# Dimensionality reduction

## PCA and SVD

live together in peace and harmony :) scnr

• False: Eigenvalue decomposition is performed on the centered variance-covariance matrix.
• True
• True: Rotating only changes the eigenvectors. The error is only influenced by the eigenvalues.
• False: The rating does depend on the initialization of the unknown values, therefore the performance is also affected.
• False: Depends on whether the unknown entries are also filled the same way. If they are the same, then it's True.
• False: No assumptions about the meaning of the feature vectors can be made.

## PCA

### Part 1

#### a)

Let $A=USV^{t}$ be the SVD of $A$. We then have to diagonalise $X$:

$X=A^{T}A=(USV^{T})^{T}(USV^{T})=VSU^{T}USV^{T}=VSISV^{T}=VS^{2}V^{T}$

#### b)

PCA has to find the Eigenvalue decomposition of ${\frac {1}{N}}AA^{T}\in \mathbb {R} ^{d\times d}$. This is usually done via power method. Since $d$ is assumed to be large we perform many matrix multiplications with a huge matrix which is slow. In SVD we can first calculate $A^{T}A\in \mathbb {R} ^{n\times n}$ and then do the eigenvalue decomposition on this way smaller matrix.

The solution above is incorrect, since the problems explicitly states that $A^{T}A\in \mathbb {R} ^{d\times d}$ .

### Part 2

#### a)

${\bar {X}}={\begin{pmatrix}-1&0&1\\1&0&-1\end{pmatrix}}\Sigma ={\frac {1}{3}}{\begin{pmatrix}2&-2\\-2&2\end{pmatrix}}u_{1}={\frac {1}{\sqrt {2}}}{\begin{pmatrix}1\\-1\end{pmatrix}}$

#### b)

We project the points onto the principle direction

$u_{1}={\frac {1}{\sqrt {2}}}{\begin{pmatrix}1\\-1\end{pmatrix}}$

And get the new coordinates

$(-{\sqrt {2}}),(0),{\text{and}}({\sqrt {2}})$

#### c)

$var(X)=E((X-EX)^{2})=EX^{2}-(EX)^{2}=(2+0+2)/3=4/3$.

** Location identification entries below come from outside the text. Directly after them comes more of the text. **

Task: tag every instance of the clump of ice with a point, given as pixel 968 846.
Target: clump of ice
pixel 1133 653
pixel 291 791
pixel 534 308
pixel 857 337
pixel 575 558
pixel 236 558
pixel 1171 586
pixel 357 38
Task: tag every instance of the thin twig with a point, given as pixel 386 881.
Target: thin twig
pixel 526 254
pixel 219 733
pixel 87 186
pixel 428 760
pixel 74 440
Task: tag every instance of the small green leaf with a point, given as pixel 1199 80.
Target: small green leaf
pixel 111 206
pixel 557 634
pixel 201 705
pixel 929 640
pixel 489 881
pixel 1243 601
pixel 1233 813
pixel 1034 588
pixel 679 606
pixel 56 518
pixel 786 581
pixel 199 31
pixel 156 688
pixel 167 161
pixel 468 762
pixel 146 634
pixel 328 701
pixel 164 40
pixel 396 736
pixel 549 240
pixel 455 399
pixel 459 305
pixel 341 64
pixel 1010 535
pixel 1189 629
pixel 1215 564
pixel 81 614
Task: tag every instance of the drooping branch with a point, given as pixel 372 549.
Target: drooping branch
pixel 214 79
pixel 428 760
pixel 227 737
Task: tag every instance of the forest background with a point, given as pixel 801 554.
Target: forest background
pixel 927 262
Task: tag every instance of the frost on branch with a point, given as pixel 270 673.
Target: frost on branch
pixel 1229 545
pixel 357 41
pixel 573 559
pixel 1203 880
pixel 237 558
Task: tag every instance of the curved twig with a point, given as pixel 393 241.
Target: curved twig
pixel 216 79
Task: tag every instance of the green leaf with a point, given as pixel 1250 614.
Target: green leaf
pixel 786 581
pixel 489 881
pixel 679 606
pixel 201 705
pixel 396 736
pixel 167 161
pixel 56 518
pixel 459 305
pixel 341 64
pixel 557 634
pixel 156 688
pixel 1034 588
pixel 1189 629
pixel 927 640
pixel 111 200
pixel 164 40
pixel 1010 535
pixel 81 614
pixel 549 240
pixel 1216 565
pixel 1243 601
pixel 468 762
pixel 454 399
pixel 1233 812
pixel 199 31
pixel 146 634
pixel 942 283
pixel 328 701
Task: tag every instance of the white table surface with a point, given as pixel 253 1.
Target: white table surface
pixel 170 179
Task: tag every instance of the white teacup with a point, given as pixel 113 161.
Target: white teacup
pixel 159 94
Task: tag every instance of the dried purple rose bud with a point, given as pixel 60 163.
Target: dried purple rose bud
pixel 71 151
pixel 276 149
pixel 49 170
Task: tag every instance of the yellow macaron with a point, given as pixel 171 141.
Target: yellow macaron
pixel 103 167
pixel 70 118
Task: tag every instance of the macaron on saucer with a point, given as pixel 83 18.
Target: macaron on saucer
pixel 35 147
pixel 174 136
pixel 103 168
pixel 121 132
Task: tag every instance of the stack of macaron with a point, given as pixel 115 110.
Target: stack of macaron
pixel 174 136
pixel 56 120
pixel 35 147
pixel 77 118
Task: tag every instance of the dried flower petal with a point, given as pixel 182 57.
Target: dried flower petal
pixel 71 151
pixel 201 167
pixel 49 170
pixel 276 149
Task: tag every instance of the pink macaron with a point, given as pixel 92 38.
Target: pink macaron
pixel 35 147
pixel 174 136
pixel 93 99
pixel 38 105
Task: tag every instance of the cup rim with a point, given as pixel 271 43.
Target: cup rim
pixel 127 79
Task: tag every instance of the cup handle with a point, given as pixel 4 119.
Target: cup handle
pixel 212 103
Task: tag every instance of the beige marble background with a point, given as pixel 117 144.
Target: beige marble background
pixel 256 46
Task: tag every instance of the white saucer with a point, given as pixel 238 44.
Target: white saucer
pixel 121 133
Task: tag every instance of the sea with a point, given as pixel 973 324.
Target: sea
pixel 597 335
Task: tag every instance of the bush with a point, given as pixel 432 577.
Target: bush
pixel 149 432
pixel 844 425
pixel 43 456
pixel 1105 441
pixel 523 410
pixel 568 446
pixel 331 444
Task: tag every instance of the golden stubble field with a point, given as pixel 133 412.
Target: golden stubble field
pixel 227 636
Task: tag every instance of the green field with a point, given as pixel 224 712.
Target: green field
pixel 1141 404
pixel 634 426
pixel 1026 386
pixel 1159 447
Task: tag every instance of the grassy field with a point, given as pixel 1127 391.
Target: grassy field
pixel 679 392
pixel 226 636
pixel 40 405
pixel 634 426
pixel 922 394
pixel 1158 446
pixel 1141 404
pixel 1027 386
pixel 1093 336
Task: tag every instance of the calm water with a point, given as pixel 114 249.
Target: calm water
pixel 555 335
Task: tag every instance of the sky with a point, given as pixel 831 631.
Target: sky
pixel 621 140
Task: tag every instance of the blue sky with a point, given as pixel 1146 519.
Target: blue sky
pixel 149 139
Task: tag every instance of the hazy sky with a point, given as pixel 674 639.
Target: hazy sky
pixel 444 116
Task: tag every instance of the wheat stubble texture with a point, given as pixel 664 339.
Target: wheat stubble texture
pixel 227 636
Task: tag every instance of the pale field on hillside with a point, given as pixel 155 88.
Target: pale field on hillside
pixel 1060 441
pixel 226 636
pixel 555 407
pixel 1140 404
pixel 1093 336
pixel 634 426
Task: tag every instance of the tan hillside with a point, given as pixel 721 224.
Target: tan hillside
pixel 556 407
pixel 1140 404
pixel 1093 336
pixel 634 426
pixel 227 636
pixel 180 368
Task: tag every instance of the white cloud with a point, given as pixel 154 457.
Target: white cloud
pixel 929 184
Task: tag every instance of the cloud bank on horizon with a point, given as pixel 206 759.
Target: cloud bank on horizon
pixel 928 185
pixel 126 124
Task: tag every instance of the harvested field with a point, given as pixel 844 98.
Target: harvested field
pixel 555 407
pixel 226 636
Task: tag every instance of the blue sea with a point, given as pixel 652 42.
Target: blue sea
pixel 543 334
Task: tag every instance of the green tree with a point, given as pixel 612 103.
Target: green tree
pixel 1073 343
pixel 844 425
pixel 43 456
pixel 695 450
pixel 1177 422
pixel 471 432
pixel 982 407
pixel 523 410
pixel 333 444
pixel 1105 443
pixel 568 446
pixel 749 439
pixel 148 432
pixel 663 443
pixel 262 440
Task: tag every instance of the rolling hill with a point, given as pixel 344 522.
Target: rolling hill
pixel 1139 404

The above mentioned solution is wrong. The task is to calculate the variance of the projected data. Therefore, $z^{T}z/n=1/4$.

#### d)

0, there is no error, as the first principal component explains all the data.

## SVD

### a)

$Y=X+uu^{T}=X^{T}+(u^{T})^{T}u^{T}=X^{T}+(uu^{T})^{T}=(X+uu^{T})^{T}=Y^{T}$

### b)

$Yu=(X+uu^{T})u=Xu+uu^{T}u=\lambda _{1}u+u\cdot 1=(\lambda _{1}+1)u$

### c)

$Yv=(X+uu^{T})v=Xv+uu^{T}v=Xv+u\cdot 0\$(symmetric matrices have orthogonal EVs)$=\lambda _{2}v$

# Clustering Mixture Models, NMF

## Mixture Model and Expectation Maximization

### a)

K-Means assigns each data point to exactly one centroid.

A GMM softly assignes a point to several clusters with the $\pi _{k}$ weights.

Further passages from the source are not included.